The brokerage said the listing not only offers a pure-play exposure to the parent company’s manufacturing arm but also carries a higher margin than the trading arm, with its segmental profit before taxation margins climbing from 14.6% in FY22 to 18.9% in FY23, before stabilising at 16.2% in FY24.
Pantech Global has also demonstrated a robust two-year compounded annual growth rate (CAGR) for revenue of 11.9%, or a CAGR of RM441mil in FY24 from RM352mil in FY22, with a forecast of RM561mil by FY27.
“This growth is fuelled by its global footprint, with exports accounting for over 72% of sales,” the brokerage said.
The United States market remains the company’s most important, contributing 47% of total revenue in FY24, followed by the Netherlands and Canada.
Drilling down further, the company’s top five major customers, in which it has maintained a long-term relationship of more than 20 years, contributes approximately 70% of total revenue.
“A significant advantage lies in Pantech Global’s US dollar-denominated revenue, which positions it favourably against currency fluctuations, particularly amid a strong US dollar environment,” it said.
It added that the company’s products such as butt-weld pipe fittings and stainless-steel welded pipes were essential across the oil and gas, petrochemicals, water treatment, power generation, shipbuilding, semiconductors and speciality chemicals industries, which also ensures consistent demand and ensures non-reliance on any single industry.

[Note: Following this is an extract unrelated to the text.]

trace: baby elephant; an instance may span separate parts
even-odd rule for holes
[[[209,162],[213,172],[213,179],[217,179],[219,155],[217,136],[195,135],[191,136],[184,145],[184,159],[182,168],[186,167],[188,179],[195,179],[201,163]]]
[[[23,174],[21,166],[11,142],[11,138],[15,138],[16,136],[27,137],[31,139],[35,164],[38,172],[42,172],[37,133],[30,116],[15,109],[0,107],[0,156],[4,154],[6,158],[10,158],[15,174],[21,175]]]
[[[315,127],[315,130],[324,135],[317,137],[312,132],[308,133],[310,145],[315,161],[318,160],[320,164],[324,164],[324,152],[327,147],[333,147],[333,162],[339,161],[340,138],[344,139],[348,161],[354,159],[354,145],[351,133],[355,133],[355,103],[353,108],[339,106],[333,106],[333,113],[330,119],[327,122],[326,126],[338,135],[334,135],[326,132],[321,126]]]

It pointed out that the company “is well-positioned to capitalise” on the shift towards environmentally sustainable practices, where there has been an increase in investments for facility upgrades, new plant developments, and industrial expansions, particularly for specialty chemicals.
Pantech Global’s manufacturing utilisation rates of between 80% and 92% in the first-half of FY25 reflects the growing need for high-performance piping solutions across key industries.
It has plans to expand operations through the IPO proceeds and this would see overall production capacity rising to 53,410 tonnes from 50,410 tonnes.
“We expect Pantech Global to maintain a steady gross profit margin of 23% to 25% from FY25 to FY27.
“This will be supported by its improved cost efficiencies, flexible pricing strategy and strong demand for high-performance piping solutions.
“Historically, its gross profit margin ranged between 23% and 31% from FY22 to FY24, with the fluctuations mainly affected by global steel price movements,” the brokerage said.